The Hidden Risk: AI-Generated Code

Beyond securing AI powered systems, another major challenge is securing the software written using AI code generators (like Copilot). As developers accelerate code generation, new issues arise:

  • Maturity Inflation
    When development velocity dramatically increases (e.g., 10x more software), an organization’s existing AppSec maturity level - measured previously by SAMM - may no longer reflect the reality of the larger, rapidly evolving codebase. Assessments need to be re-evaluated.

  • Vulnerability Injection
    LLMs are trained on public code repositories that contain known vulnerabilities. The generated code often inherits these flaws, requiring rigorous testing and review.

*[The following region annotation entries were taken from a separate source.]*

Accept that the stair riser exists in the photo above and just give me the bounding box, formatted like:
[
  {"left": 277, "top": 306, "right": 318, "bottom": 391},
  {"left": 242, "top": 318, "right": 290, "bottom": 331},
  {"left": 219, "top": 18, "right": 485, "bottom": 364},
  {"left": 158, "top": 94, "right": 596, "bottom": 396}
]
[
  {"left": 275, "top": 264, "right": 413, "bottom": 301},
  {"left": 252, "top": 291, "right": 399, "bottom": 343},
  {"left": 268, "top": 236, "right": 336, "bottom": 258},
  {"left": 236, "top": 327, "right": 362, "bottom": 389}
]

  • Context and IP Concerns
    AI generators lack the full context of an organization’s specific compliance, security standards, and business requirements. Furthermore, using generative AI to write core business logic introduces potential legal and Intellectual Property (IP) conflicts that must be resolved by legal teams.

Conclusion

The core takeaway is clear: SAMM remains relevant for securing the development of AI-based applications. It offers the governance and structure necessary for a mature secure development program. However, as the AI landscape evolves, SAMM’s complementary guidance must keep pace. The focus for the SAMM community moving forward is to ensure that the framework acts as an up-to-date and robust starting point, directing organizations to the specialized controls and knowledge needed to achieve a high security maturity in the age of Artificial Intelligence.